Friday, August 29, 2008

Pretty-print serialized DOM

Another great Mozilla feature: pretty-format a serialized DOM tree. The following code will serialize an entire web page and pretty-format the markup:

var serializer = new XMLSerializer( );
var str = serializer.serializeToString( document.documentElement );
var pretty = XML( str ).toXMLString( );

As mentioned in my earlier post about XMLSerializer, the XML you get isn't perfect: element names come out ALL CAPS for some weird reason. And you get a bunch of automatic entity substitutions, most of which you probably want, others of which will simply break things if you try to deserialize the text back into a DOM later. (Forget about easy roundtripping.) But overall, it's a really useful trick.

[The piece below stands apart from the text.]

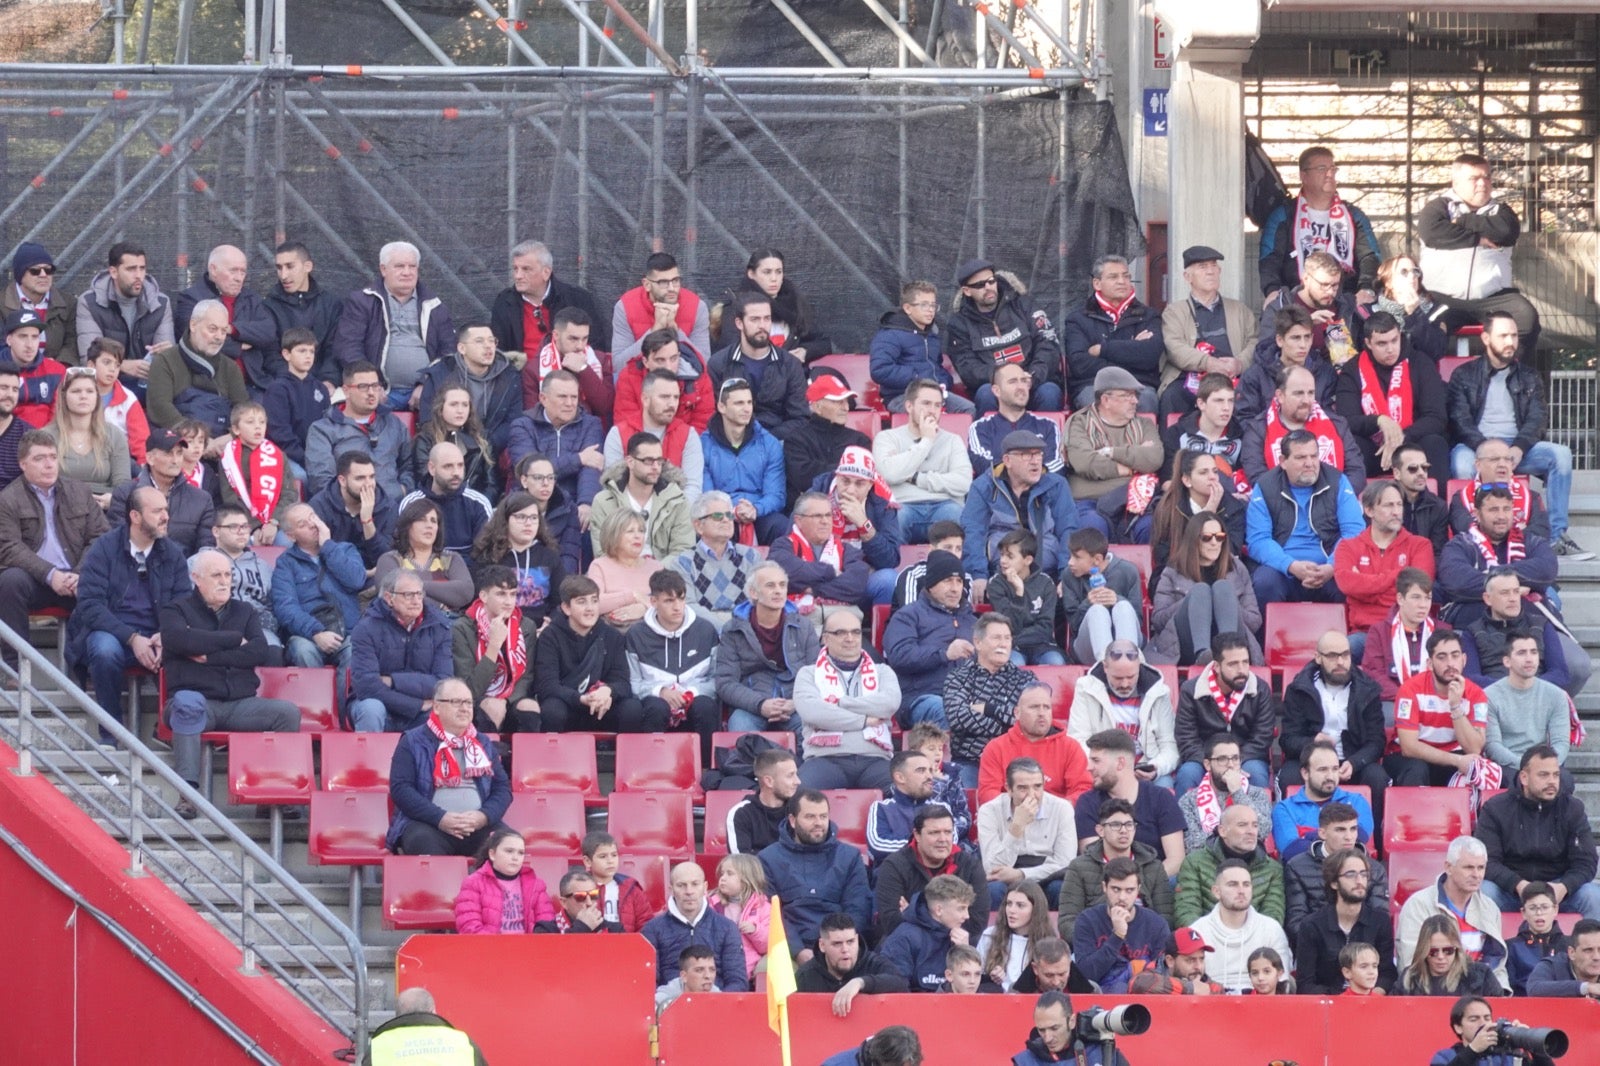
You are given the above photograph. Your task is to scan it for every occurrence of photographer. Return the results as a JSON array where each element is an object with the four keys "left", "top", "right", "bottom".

I was hoping maybe this trick would also (as a free bonus) pretty-format any embedded scripts inside CDATA sections, but of course no such luck. In fact, due to automatic entity substitution, <![CDATA[ gets converted to &lt;![CDATA[, which is hilarious in a sad kind of way.

Serializing DOM nodes to XML in Firefox

I keep having to re-teach myself this, so I might as well post it where I can always find it!

Let 'd' be any arbitrary DOM node. To serialize the node (and its descendants) via JavaScript:

var serializer = new XMLSerializer();
var str = serializer.serializeToString( d );

Having a top-level XMLSerializer object in Mozilla is so nice. So, so nice.

But sadly, the output from the serializeToString( ) method is not the kind of XML I'd like to see. Element names come out ALL CAPS whether or not that's what you want (and it's never what I want). It also converts the greater-than and less-than symbols inside scripts to their entity equivalents, even if you enclose your scripts in CDATA sections. To me, entity substitution inside a CDATA section makes no sense whatsoever.

Still, it's handy to be able to serialize a DOM tree. Even if the tags come out ALL CAPS.